Thanks, Paul. You mentioned that you would be focusing on another project for a few weeks. Would it help if I attempted to cherry-pick some of this Diff into individual patches (with new tests) for you? Or would I be stepping on your toes too much?

Anything else is fair game. This patch implements VSELECT but that was just to investigate what we talked about during the previous sync call so I'll ignore it if you're planning to push on with your original work?

I can carry on with VSELECT. I think I have enough intuition built around it now. I haven't yet looked into the state of the unpack[lo|hi] instructions, but will do so today.

@cameron.mcinally this is the patch I mentioned the other day, which contains the nodes where once I've written suitable tests I'll push separate patches for.

Thanks, Paul. You mentioned that you would be focusing on another project for a few weeks. Would it help if I attempted to cherry-pick some of this Diff into individual patches (with new tests) for you? Or would I be stepping on your toes too much?

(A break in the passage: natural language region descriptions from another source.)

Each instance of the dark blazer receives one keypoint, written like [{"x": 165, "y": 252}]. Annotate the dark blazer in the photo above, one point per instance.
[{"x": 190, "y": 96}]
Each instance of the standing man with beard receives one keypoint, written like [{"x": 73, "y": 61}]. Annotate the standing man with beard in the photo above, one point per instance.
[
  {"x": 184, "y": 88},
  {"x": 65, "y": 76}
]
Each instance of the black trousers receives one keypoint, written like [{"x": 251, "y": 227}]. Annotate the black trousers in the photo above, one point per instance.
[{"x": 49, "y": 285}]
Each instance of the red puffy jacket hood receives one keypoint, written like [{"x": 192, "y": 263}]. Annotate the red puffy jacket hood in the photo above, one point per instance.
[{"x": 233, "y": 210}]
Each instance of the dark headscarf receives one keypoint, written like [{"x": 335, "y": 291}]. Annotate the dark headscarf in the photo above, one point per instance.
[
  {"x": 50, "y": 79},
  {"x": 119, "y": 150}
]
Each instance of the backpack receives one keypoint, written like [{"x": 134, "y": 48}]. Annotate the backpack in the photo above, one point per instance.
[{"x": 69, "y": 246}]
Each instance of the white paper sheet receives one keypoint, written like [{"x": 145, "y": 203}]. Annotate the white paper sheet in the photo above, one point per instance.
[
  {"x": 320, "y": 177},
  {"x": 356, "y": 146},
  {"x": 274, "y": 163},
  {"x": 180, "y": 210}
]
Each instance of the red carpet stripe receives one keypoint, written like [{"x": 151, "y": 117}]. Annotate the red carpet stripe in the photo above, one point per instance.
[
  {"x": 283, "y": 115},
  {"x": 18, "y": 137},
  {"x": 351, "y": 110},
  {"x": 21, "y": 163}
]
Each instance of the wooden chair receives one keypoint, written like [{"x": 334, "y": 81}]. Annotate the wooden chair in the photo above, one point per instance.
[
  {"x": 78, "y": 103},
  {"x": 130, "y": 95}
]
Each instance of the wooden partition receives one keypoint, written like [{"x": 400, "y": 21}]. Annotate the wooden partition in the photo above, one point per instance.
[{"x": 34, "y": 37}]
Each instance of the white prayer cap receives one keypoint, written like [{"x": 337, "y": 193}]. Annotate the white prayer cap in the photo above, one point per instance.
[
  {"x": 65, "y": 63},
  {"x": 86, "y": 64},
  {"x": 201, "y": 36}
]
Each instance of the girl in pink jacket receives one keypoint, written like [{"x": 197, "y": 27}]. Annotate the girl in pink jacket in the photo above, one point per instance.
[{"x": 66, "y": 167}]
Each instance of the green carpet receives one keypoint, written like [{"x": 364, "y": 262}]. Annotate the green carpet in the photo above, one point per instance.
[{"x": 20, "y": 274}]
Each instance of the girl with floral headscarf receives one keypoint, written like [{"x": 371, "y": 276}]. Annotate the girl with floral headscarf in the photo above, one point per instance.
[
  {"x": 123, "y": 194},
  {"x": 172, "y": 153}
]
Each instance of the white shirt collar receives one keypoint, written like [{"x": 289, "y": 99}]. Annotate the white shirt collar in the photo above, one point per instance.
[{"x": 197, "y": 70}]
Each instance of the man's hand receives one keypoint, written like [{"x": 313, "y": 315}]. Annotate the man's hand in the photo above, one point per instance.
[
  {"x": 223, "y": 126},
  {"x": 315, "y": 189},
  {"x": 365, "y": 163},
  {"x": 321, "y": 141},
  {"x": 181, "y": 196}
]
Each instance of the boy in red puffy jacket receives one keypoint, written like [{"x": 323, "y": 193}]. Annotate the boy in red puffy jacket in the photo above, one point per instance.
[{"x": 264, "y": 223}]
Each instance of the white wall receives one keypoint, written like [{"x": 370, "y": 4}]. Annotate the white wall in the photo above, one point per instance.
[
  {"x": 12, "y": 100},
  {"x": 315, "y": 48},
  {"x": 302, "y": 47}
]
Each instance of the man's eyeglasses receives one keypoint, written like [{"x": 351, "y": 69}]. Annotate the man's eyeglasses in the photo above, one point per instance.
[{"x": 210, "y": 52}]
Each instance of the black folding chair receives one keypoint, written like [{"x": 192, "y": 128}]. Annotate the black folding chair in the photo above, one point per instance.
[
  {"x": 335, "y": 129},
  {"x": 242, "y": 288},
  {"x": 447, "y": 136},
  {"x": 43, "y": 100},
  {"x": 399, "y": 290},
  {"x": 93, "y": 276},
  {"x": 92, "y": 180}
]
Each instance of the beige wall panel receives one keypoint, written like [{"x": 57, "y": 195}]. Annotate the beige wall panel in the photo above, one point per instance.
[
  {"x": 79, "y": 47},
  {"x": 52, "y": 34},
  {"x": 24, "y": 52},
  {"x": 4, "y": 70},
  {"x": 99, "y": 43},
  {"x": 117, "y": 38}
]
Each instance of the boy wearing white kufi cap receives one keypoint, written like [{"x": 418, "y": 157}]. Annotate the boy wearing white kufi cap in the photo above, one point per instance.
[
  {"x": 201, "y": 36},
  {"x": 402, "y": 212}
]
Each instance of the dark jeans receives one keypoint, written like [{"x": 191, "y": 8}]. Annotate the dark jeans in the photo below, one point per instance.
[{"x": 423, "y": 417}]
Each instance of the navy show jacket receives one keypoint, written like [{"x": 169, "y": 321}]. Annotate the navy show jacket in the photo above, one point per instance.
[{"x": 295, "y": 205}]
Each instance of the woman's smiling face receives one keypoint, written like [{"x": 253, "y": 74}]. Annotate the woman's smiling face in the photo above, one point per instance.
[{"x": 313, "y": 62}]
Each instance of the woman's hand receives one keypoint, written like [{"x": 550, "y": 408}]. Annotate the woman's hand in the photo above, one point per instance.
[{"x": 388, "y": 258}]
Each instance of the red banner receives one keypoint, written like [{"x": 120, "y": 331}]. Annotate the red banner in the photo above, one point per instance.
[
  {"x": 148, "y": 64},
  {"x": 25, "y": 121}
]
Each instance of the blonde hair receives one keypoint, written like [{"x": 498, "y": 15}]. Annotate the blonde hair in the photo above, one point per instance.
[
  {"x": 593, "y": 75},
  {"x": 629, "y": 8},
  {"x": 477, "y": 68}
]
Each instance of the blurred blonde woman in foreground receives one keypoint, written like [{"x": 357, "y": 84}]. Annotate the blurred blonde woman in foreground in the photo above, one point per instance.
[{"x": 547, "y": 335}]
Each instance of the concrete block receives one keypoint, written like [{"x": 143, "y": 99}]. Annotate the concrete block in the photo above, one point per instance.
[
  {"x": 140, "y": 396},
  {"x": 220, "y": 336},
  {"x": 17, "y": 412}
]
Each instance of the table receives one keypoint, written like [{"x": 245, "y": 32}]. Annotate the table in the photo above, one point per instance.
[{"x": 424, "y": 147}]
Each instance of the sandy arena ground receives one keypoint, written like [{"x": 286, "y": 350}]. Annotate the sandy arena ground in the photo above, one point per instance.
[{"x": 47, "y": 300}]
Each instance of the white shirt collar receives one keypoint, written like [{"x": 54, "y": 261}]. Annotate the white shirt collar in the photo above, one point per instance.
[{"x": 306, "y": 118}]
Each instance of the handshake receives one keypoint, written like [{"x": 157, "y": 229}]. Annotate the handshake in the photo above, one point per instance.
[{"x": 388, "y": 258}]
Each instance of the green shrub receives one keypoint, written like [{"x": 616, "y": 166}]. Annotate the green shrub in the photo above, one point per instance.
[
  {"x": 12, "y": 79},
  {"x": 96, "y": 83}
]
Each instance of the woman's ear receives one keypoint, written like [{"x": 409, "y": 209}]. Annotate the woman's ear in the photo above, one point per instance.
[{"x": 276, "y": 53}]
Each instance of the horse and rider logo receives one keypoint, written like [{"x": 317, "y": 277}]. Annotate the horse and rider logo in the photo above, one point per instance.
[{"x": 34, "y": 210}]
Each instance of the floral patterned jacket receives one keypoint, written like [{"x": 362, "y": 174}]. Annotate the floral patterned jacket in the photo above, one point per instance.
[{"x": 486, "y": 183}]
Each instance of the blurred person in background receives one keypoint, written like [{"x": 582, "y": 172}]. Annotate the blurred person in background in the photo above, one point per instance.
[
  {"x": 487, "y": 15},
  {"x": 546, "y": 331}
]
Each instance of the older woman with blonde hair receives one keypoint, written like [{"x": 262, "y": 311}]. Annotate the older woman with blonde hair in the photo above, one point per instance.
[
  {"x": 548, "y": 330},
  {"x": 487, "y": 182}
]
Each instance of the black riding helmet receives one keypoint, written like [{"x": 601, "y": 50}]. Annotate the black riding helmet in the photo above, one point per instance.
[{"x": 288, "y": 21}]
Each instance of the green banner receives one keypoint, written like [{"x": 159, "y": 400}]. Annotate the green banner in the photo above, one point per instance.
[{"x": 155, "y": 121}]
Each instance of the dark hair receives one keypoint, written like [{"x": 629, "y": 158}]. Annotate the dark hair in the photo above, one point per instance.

That would be great, thanks. I already have patches up for the extends and am currently focusing on setcc, sub and the shifts, which leaves min/max and divides. That said, one area I've not looked at yet are the VECREDUCE_ nodes. I don't anticipate them to be that problematic but having proof of this would be nice. Let me know what you decide.

MIN/MAX and DIVs are up my alley. I'll try those. Will check out VREDUCE if I get through the others.

paulwalker-arm planned changes to this revision.Aug 13 2020, 5:15 AM
paulwalker-arm abandoned this revision.Sep 2 2020, 4:22 AM

With the exception of VSELECT lowering, which is being worked under D85364, everything else is available in master.